06 Jan 2010 - 19h46Por Redação São Carlos Agora
A Secretaria Municipal de Saúde de São Carlos aguarda orientações do Ministério da Saúde sobre as estratégias a serem estabelecidas para a vacinação contra a gripe Influenza A (H1N1). A ação de imunização deverá ser feita em grupos prioritários entre os meses de março e abril deste ano e serão coordenadas na cidade pelo Departamento de Gestão do Cuidado Ambulatorial através da Vigilância Epidemiológica (VIGEP).

Os grupos prioritários que receberão a vacina contra o vírus da gripe A (H1N1) serão estabelecidos com base em critérios epidemiológicos, observados durante a primeira onda da nova gripe, que ocorreu no inverno de 2009 durante a segunda onda em curso no Hemisfério Norte.

As medidas também levarão em conta acordo com sociedades médicas, Conass (Conselho Nacional de Secretários Estaduais de Saúde) e Conasems (Conselho Nacional de Secretários Municipais de Saúde), seguindo recomendações da Organização Mundial da Saúde.

Entre os grupos prioritários estão grávidas, trabalhadores de saúde envolvidos no atendimento aos pacientes, crianças entre 6 meses e 2 anos, indígenas e pessoas com doenças crônicas preexistentes (cardíacas, pulmonares, renais, metabólicas etc.).

Aquisição da vacina - O Ministério da Saúde fechou acordo com três diferentes fornecedores de vacina contra o vírus da gripe pandêmica A (H1N1), o que garantirá ao país a aquisição total de 83 milhões de doses para sua estratégia de vacinação contra a gripe pandêmica, a ser realizada entre março e abril de 2010. Os laboratórios enviarão as doses ao Ministério de maneira escalonada, entre janeiro e março.
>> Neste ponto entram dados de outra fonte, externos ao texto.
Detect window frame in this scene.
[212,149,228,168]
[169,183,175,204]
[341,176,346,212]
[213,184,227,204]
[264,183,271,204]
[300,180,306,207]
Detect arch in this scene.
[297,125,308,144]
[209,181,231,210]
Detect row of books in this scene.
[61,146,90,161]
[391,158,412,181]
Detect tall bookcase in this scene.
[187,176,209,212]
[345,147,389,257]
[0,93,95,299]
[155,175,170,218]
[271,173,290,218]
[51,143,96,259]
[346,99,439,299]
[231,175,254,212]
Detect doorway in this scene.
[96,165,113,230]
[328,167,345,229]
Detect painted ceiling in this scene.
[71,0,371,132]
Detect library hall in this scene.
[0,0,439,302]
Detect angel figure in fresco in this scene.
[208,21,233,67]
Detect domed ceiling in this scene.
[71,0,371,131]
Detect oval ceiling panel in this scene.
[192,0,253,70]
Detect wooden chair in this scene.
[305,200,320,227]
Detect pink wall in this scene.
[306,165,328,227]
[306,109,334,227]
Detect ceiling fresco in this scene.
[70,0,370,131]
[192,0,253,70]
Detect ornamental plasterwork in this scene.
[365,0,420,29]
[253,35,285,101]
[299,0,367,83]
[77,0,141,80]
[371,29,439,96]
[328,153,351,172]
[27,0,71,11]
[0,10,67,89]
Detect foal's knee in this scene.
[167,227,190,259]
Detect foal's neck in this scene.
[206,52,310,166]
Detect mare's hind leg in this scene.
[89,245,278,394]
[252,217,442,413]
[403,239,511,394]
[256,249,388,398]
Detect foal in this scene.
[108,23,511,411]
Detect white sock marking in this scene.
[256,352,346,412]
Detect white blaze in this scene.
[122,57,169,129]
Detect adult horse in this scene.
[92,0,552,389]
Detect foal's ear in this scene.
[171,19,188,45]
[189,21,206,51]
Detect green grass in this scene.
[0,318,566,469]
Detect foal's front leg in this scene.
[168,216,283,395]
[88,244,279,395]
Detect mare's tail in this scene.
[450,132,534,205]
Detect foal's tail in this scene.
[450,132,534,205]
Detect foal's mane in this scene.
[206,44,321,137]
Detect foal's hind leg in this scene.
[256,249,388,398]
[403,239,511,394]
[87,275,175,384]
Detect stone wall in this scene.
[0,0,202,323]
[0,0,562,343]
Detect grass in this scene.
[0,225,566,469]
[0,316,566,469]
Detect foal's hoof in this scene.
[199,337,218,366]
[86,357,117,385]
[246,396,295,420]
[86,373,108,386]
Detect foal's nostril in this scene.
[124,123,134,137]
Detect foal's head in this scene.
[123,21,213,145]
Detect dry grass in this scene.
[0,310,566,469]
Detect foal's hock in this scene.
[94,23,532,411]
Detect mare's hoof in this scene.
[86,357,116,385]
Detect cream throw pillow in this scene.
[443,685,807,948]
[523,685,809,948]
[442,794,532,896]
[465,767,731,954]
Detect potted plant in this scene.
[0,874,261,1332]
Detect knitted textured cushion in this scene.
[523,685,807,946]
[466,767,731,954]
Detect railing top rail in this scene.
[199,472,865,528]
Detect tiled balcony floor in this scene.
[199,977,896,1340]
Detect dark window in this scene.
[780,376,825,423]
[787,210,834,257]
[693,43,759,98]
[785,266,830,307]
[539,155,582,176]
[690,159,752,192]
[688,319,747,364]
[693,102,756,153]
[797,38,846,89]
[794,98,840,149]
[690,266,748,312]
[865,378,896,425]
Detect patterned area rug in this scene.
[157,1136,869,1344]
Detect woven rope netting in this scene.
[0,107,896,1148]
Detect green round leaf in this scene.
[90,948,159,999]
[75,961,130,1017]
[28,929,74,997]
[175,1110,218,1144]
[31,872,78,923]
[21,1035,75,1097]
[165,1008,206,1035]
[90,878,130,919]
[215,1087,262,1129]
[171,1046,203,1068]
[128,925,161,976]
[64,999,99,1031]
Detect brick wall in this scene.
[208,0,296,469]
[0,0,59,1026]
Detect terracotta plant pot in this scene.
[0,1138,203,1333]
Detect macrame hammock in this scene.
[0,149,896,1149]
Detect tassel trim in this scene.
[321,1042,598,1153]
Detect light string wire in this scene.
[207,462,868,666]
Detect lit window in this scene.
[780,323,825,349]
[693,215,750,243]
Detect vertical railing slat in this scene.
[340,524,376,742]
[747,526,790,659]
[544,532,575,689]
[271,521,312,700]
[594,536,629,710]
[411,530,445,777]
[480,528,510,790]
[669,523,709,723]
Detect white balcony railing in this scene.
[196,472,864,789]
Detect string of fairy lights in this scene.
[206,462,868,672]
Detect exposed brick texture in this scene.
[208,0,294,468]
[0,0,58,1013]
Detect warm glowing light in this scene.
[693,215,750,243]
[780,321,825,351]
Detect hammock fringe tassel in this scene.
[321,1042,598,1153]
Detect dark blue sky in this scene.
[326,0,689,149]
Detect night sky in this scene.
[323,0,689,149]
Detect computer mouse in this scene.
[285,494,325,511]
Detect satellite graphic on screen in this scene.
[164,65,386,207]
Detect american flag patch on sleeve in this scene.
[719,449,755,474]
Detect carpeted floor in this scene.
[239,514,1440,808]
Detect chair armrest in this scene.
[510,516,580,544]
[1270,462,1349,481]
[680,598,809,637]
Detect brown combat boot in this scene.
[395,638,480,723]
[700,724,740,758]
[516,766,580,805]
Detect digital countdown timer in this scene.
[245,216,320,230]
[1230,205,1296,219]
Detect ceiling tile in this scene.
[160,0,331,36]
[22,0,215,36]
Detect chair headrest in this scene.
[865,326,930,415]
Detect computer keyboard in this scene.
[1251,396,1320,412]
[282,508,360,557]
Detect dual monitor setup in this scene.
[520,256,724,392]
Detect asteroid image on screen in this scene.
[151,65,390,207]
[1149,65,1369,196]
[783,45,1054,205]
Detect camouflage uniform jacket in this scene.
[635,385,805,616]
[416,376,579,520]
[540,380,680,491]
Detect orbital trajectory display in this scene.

Até o início de fevereiro, o Ministério da Saúde deverá anunciar, em detalhes, a estratégia nacional de vacinação. “O que é importante que todos saibam é que não há, neste momento, distribuição de vacina à população em nenhum Estado brasileiro. As doses serão distribuídas nacionalmente quando houver estoque suficiente para viabilizar a estratégia de vacinação simultaneamente em todo o país”, diz o secretário de Vigilância em Saúde do Ministério, Gerson Penna.